Deploying an end-to-end keyword spotting model into cloud server using Flask and Docker with CI/CD pipeline

This project promulgates a pipeline that trains an end-to-end keyword spotting model using input audio files, tracks experiments by logging the model artifacts, parameters and metrics, build them as a web application followed by dockerizing them into a container and deploys the application containing trained model artifacts as a docker container into the cloud server with CI/CD integration, automated tests and releases.

Author

@Jithin Sasikumar

Languages and Tools

Keyword Spotter in Heroku - Demo

Link: Will be updated. Please check the Disclaimer below the screenshot for more !!!


Figure 1a: App demo - Audio input to app for predicting keyword from trained model artifact


Figure 1b: App demo - Predicted keyword with probability

Disclaimer:
1. This app is just a demo and not for realtime usage. The main objective is to get ML models into production in terms of deployment and CI/CD, from MLOps paradigm.
2. Additionally, due to some technical issues in the Heroku backend, the app currently crashes, so the Heroku app link is not provided as of now. It will be updated once the issues are solved and when the app is up and running.

Directory structure

├── .github
│    └── workflows
│        ├── deploy.yaml
│        ├── release.yaml
│        └── tests.yaml
├── app.py
├── artifacts
│   └── 2
│       └── asr_model_1.3
│           ├── meta.yaml
│           ├── metrics
│           ├── model_artifacts
│           │   ├── model
│           │   │   ├── conda.yaml
│           │   │   ├── data
│           │   │   │   ├── keras_module.txt
│           │   │   │   ├── model
│           │   │   │   │   ├── keras_metadata.pb
│           │   │   │   │   ├── saved_model.pb
│           │   │   │   │   └── variables
│           │   │   │   └── save_format.txt
│           │   │   ├── MLmodel
│           │   │   ├── python_env.yaml
│           │   │   └── requirements.txt
│           │   └── model_summary.txt
│           ├── params
│           └── tags
├── config_dir
│   ├── configType.py
│   ├── config.yaml
├── dataset
│   ├── test
│   └── train
├── Dockerfile
├── images
├── poetry.lock
├── pyproject.toml
├── README.md
├── src
│   ├── data.py
│   ├── exception_handler.py
│   ├── experiment_tracking.py
│   ├── inference.py
│   ├── __init__.py
│   ├── main.py
│   ├── model.py
│   └── train.py
├── static
│   ├── bg.jpg
│   └── page.css
├── templates
│   └── page.html
└── tests
    ├── __init__.py
    └── test_kws_spotter.py

Motivation

Deep learning/Machine learning or AI (in short) is the current hot topic which has its application in most of the fields and it's demand is increasing day-by-day. But at this point, the sad truth is - Only very less percentage of ML/DL models makes into production. That's when MLOps comes into the picture.

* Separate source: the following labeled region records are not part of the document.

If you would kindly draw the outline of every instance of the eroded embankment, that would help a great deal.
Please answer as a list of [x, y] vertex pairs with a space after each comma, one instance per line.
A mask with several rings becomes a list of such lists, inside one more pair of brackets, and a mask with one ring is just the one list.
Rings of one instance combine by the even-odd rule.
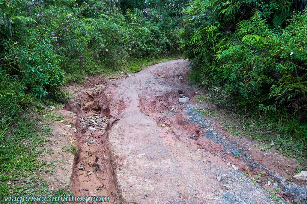
[[111, 203], [304, 203], [306, 184], [291, 181], [299, 165], [204, 117], [198, 110], [212, 105], [195, 104], [188, 70], [186, 61], [168, 61], [72, 99], [74, 194]]
[[91, 196], [108, 197], [108, 203], [113, 204], [120, 202], [107, 145], [108, 131], [116, 119], [110, 115], [104, 89], [104, 85], [99, 85], [92, 90], [79, 91], [65, 107], [77, 113], [77, 153], [72, 189], [77, 197], [87, 196], [89, 200]]

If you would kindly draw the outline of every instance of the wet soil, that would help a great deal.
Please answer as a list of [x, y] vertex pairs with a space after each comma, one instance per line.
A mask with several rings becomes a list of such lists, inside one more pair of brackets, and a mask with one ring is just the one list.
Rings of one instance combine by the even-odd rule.
[[65, 108], [77, 118], [73, 194], [111, 204], [306, 204], [307, 183], [292, 177], [299, 164], [200, 113], [213, 105], [197, 102], [189, 70], [169, 61], [76, 93]]

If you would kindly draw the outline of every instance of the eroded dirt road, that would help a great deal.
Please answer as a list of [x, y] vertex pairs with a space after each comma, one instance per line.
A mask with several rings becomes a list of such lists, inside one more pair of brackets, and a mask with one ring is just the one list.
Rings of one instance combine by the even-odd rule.
[[[114, 204], [306, 204], [307, 184], [291, 178], [299, 165], [204, 117], [198, 110], [209, 105], [194, 98], [188, 69], [169, 61], [72, 98], [66, 108], [78, 116], [74, 194]], [[180, 104], [181, 94], [191, 100]]]

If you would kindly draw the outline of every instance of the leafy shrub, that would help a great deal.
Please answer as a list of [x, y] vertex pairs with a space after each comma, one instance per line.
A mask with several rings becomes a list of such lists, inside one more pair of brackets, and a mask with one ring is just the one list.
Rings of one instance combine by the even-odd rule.
[[213, 97], [275, 121], [280, 133], [307, 143], [305, 11], [295, 11], [301, 7], [293, 1], [191, 5], [181, 48]]

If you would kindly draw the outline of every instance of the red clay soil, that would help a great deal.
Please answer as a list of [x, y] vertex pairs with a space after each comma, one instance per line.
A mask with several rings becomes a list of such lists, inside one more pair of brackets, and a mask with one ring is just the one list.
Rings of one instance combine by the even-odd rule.
[[[261, 151], [200, 115], [203, 104], [194, 102], [195, 88], [185, 79], [188, 65], [160, 63], [73, 98], [66, 109], [78, 116], [74, 195], [115, 204], [304, 202], [306, 182], [284, 180], [300, 166], [295, 161]], [[191, 99], [180, 104], [181, 94]], [[250, 176], [242, 172], [247, 167]], [[275, 195], [266, 190], [273, 183], [281, 191]]]

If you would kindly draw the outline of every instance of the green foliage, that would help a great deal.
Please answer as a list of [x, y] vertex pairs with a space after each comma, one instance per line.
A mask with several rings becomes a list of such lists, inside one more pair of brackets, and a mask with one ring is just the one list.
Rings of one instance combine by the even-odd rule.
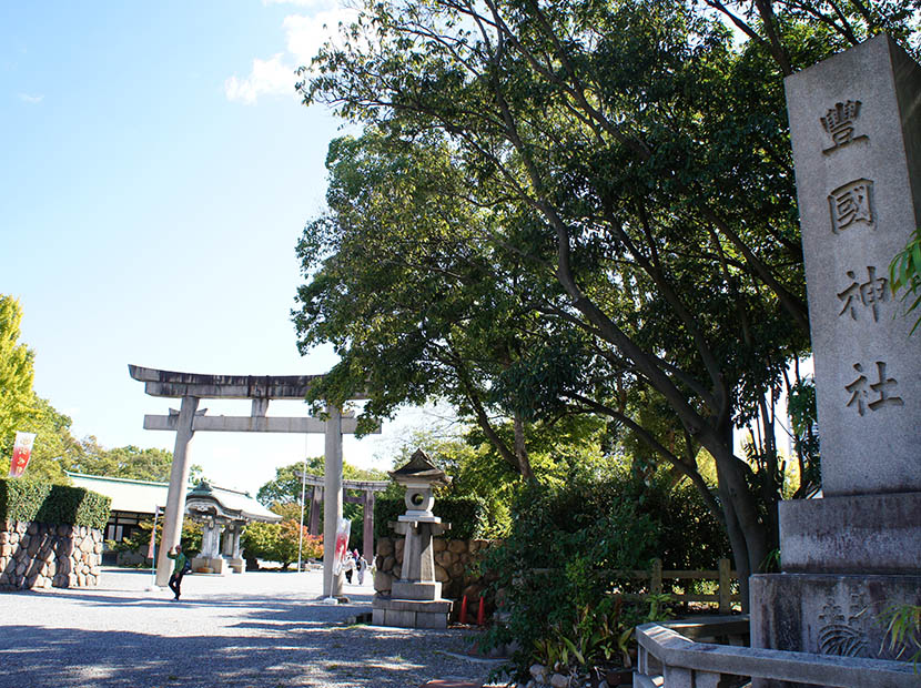
[[921, 605], [891, 605], [882, 613], [880, 621], [885, 624], [880, 649], [888, 649], [898, 658], [911, 652], [907, 660], [914, 665], [917, 674], [921, 661]]
[[[81, 442], [81, 452], [70, 462], [69, 471], [88, 475], [134, 480], [169, 482], [173, 454], [166, 449], [142, 449], [134, 445], [107, 449], [95, 437]], [[202, 478], [202, 467], [193, 464], [189, 479], [196, 483]]]
[[[485, 537], [488, 522], [482, 499], [475, 497], [437, 497], [432, 507], [435, 516], [451, 524], [446, 537], [451, 539], [476, 539]], [[395, 522], [406, 513], [403, 498], [382, 498], [374, 502], [374, 536], [393, 537], [387, 523]]]
[[727, 550], [719, 525], [689, 488], [669, 494], [665, 484], [623, 478], [527, 486], [515, 499], [509, 536], [482, 566], [496, 577], [494, 589], [505, 590], [509, 613], [486, 643], [517, 641], [513, 660], [522, 677], [535, 659], [623, 660], [629, 631], [661, 618], [668, 597], [625, 603], [619, 595], [642, 584], [616, 571], [646, 569], [655, 557], [665, 568], [715, 568]]
[[917, 47], [915, 0], [358, 4], [298, 84], [364, 127], [297, 247], [298, 345], [341, 356], [315, 394], [445, 398], [526, 479], [525, 426], [567, 414], [706, 499], [702, 445], [745, 578], [786, 476], [728, 431], [773, 437], [809, 350], [782, 78], [881, 30]]
[[[156, 525], [156, 547], [158, 550], [163, 539], [163, 522]], [[121, 542], [107, 540], [109, 547], [113, 552], [143, 552], [146, 554], [150, 545], [150, 534], [153, 532], [152, 520], [142, 520], [134, 528], [130, 537]], [[182, 545], [182, 550], [189, 557], [195, 556], [202, 549], [202, 525], [192, 520], [189, 517], [182, 519], [182, 533], [180, 535], [179, 544]]]
[[819, 414], [813, 378], [804, 377], [790, 388], [787, 412], [793, 428], [793, 448], [800, 461], [800, 486], [795, 496], [802, 497], [822, 484]]
[[289, 519], [247, 525], [241, 537], [245, 557], [279, 561], [286, 569], [292, 561], [297, 560], [298, 532], [303, 535], [302, 558], [322, 556], [323, 537], [310, 535], [306, 527], [301, 530], [300, 522]]
[[21, 322], [19, 301], [0, 294], [0, 442], [4, 443], [2, 448], [7, 452], [12, 448], [16, 431], [24, 431], [22, 422], [34, 412], [34, 354], [26, 344], [19, 343]]
[[[325, 461], [323, 456], [314, 456], [308, 458], [307, 475], [323, 476], [325, 472]], [[285, 517], [285, 519], [293, 519], [301, 523], [301, 492], [302, 480], [296, 474], [304, 471], [304, 463], [298, 462], [289, 466], [280, 466], [275, 468], [275, 477], [269, 480], [265, 485], [259, 488], [256, 499], [271, 508], [276, 514]], [[346, 480], [386, 480], [387, 474], [375, 468], [365, 469], [353, 466], [348, 462], [342, 463], [342, 477]], [[310, 508], [310, 499], [313, 494], [313, 486], [307, 485], [305, 490], [305, 499], [307, 504], [305, 508]], [[346, 490], [350, 496], [361, 496], [361, 490]], [[292, 509], [292, 507], [294, 507]], [[342, 507], [343, 517], [352, 522], [352, 533], [348, 538], [350, 547], [361, 549], [364, 540], [364, 529], [362, 523], [364, 519], [364, 505], [346, 502]], [[305, 518], [307, 514], [305, 514]], [[320, 513], [320, 528], [323, 530], [324, 514]], [[261, 536], [260, 536], [261, 537]], [[277, 550], [274, 550], [277, 554]], [[260, 558], [270, 559], [273, 561], [281, 560], [273, 557]], [[297, 559], [297, 550], [295, 544], [294, 559]]]
[[[889, 287], [893, 296], [904, 290], [900, 301], [905, 304], [905, 317], [921, 304], [921, 227], [914, 230], [908, 245], [889, 264]], [[909, 335], [914, 334], [918, 325], [921, 325], [921, 315]]]
[[111, 499], [82, 487], [28, 478], [0, 479], [0, 520], [87, 526], [102, 529]]

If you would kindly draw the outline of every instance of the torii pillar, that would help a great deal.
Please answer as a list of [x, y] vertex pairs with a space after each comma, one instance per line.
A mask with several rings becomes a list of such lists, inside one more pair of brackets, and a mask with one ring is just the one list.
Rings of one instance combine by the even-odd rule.
[[[175, 431], [176, 434], [166, 513], [163, 516], [163, 537], [156, 559], [156, 585], [164, 587], [169, 581], [172, 567], [166, 554], [179, 544], [182, 536], [182, 517], [185, 513], [185, 493], [189, 484], [189, 445], [195, 432], [324, 433], [325, 486], [327, 495], [333, 498], [326, 499], [324, 510], [326, 523], [323, 538], [323, 593], [324, 597], [341, 595], [342, 574], [333, 575], [333, 554], [336, 524], [342, 518], [342, 433], [356, 432], [357, 422], [355, 418], [343, 421], [342, 411], [333, 406], [327, 406], [326, 422], [318, 418], [266, 416], [271, 399], [303, 401], [310, 386], [321, 380], [322, 375], [199, 375], [136, 365], [129, 365], [128, 370], [132, 378], [144, 383], [146, 394], [182, 399], [179, 413], [144, 416], [144, 429]], [[206, 416], [206, 409], [198, 409], [199, 401], [202, 398], [252, 399], [251, 415]], [[379, 433], [381, 429], [375, 432]]]

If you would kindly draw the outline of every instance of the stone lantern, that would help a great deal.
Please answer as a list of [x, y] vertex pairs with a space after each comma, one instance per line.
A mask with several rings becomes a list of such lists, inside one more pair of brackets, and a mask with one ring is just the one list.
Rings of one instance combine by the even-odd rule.
[[432, 513], [432, 506], [435, 487], [447, 485], [451, 478], [422, 449], [389, 475], [406, 487], [406, 513], [396, 523], [388, 524], [405, 538], [403, 565], [389, 597], [374, 596], [373, 623], [404, 628], [447, 628], [452, 603], [442, 599], [442, 584], [435, 580], [432, 537], [442, 535], [451, 524], [442, 523]]

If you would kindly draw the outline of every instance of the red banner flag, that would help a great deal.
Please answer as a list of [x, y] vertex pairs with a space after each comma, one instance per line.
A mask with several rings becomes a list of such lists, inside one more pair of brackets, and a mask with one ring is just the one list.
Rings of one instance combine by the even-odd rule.
[[333, 553], [333, 574], [338, 576], [345, 563], [345, 550], [348, 549], [348, 534], [352, 532], [352, 522], [340, 518], [336, 527], [336, 548]]
[[32, 443], [36, 441], [34, 433], [17, 433], [13, 444], [13, 457], [10, 461], [10, 477], [18, 478], [26, 473], [29, 458], [32, 456]]

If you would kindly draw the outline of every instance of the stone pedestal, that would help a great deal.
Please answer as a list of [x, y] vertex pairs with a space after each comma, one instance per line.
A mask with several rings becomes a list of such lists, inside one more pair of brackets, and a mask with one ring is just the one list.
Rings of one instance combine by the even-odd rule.
[[389, 525], [405, 536], [402, 576], [394, 580], [389, 596], [374, 596], [372, 621], [378, 626], [447, 628], [453, 603], [442, 599], [442, 584], [435, 580], [432, 536], [444, 533], [448, 524], [401, 520]]
[[880, 618], [921, 605], [921, 493], [785, 502], [780, 539], [785, 573], [751, 577], [751, 646], [894, 659]]
[[227, 573], [227, 560], [223, 557], [195, 557], [192, 559], [193, 573], [198, 571], [200, 568], [203, 567], [210, 568], [212, 574], [219, 574], [223, 576]]
[[751, 644], [891, 659], [881, 615], [921, 604], [921, 336], [888, 271], [921, 225], [921, 67], [878, 36], [785, 85], [823, 498], [780, 504], [783, 573], [751, 578]]
[[416, 600], [374, 596], [372, 624], [399, 628], [447, 628], [449, 599]]

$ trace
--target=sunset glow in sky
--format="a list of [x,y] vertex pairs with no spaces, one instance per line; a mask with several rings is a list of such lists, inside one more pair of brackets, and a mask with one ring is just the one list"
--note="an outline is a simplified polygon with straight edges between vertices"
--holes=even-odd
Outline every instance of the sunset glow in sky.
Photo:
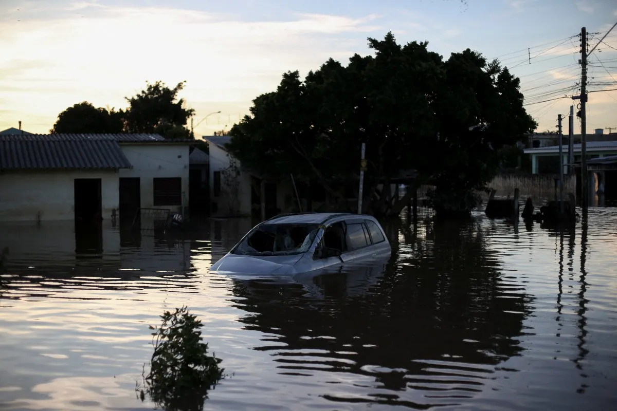
[[[284,72],[370,54],[366,38],[389,30],[400,43],[428,40],[445,59],[467,47],[499,57],[521,77],[526,103],[542,102],[577,92],[579,43],[568,38],[585,26],[592,47],[616,21],[608,0],[3,0],[0,130],[21,120],[48,132],[73,104],[124,108],[124,97],[160,79],[187,81],[181,97],[196,124],[222,112],[195,130],[212,134]],[[617,89],[617,28],[589,62],[589,90]],[[527,107],[544,131],[571,102]],[[588,107],[589,132],[617,127],[617,91],[590,94]]]

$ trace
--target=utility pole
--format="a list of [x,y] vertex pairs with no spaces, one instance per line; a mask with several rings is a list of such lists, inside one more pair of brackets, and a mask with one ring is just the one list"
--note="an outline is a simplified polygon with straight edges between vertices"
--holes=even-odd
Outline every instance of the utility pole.
[[557,115],[559,130],[559,212],[563,214],[563,139],[561,138],[561,115]]
[[364,172],[366,169],[366,160],[364,159],[364,152],[366,148],[366,144],[362,143],[362,152],[360,158],[360,189],[358,190],[358,214],[362,214],[362,192],[364,188]]
[[587,30],[581,29],[581,193],[582,208],[586,210],[589,195],[587,171]]
[[568,174],[574,173],[574,106],[570,106],[570,116],[568,121]]

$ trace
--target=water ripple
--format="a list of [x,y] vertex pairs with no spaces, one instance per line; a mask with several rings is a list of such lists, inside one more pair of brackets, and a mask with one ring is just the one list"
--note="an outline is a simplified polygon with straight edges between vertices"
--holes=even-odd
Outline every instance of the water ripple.
[[152,408],[133,391],[148,325],[188,305],[233,373],[205,409],[612,405],[617,210],[563,230],[482,215],[386,225],[387,266],[302,283],[209,273],[251,226],[213,220],[189,240],[107,227],[97,255],[77,254],[60,223],[2,227],[0,404]]

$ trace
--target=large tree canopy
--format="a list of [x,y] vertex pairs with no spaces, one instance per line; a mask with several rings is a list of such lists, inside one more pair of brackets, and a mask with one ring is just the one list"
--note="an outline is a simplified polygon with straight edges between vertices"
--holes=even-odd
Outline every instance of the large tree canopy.
[[536,127],[519,80],[498,62],[467,49],[443,58],[428,43],[368,39],[374,55],[330,59],[302,81],[283,75],[230,131],[230,149],[261,173],[317,181],[359,171],[366,143],[370,195],[378,182],[416,170],[436,183],[436,206],[468,211],[469,194],[499,166],[500,149]]
[[49,131],[52,133],[122,132],[124,112],[114,108],[96,108],[85,101],[68,107],[58,115],[58,120]]
[[125,116],[126,131],[155,132],[168,138],[188,137],[190,131],[184,126],[194,110],[184,108],[184,99],[178,99],[184,84],[179,83],[170,89],[161,81],[147,83],[145,90],[126,97],[129,104]]
[[194,110],[184,108],[178,93],[184,86],[180,83],[170,89],[161,81],[147,87],[132,97],[126,110],[116,112],[97,108],[88,102],[75,104],[58,115],[51,132],[67,133],[156,133],[165,138],[187,138],[186,127]]

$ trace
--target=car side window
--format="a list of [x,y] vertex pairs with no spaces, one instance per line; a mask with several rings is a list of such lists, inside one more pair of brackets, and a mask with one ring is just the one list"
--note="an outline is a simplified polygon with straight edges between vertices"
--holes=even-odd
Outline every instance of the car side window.
[[365,221],[366,223],[368,232],[371,234],[371,238],[373,239],[373,244],[381,243],[386,240],[384,238],[383,234],[381,234],[381,230],[379,229],[379,226],[374,221],[371,221],[370,220],[365,220]]
[[370,243],[367,238],[366,232],[362,223],[347,224],[347,251],[362,248]]

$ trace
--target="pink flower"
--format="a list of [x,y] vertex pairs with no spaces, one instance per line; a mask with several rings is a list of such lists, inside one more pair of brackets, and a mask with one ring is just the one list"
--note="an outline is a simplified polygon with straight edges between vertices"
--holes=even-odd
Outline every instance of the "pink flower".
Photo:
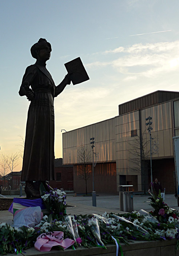
[[164,215],[164,214],[165,214],[165,210],[163,208],[162,208],[162,209],[160,209],[159,211],[158,214],[159,215],[162,215],[162,216],[163,216],[163,215]]
[[81,243],[82,242],[82,239],[80,237],[78,237],[77,238],[76,238],[76,242],[77,243],[77,244],[81,244]]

The major challenges with ML during development are:

Development, training and deployment environment can be different leading to dependency hassles.
Whenever input data changes, its becomes more tedious to reproduce the experiment.
Experiment tracking and analyzing can mostly be difficult and challenging.
Core ML code turn out to be spaghetti jungle which introduces lot of boilerplate codes.

MLOps is a budding field that productionalize ML models. ML/DL being a core research field, still misses out the deployment paradigm which includes design principles, patterns, testing, code styles etc. This restricts the domain to be used in the production environment efficiently. To nullify this, MLOps integrates DevOps principles into ML domain and serves as an intersection point of Machine learning, Datascience and DevOps.

Description

The project is a concoction of research (audio signal processing, keyword spotting, ASR), development (audio data processing, deep neural network training, evaluation) and deployment (building model artifacts, web app development, docker, cloud PaaS) by integrating CI/CD pipelines with automated releases and tests.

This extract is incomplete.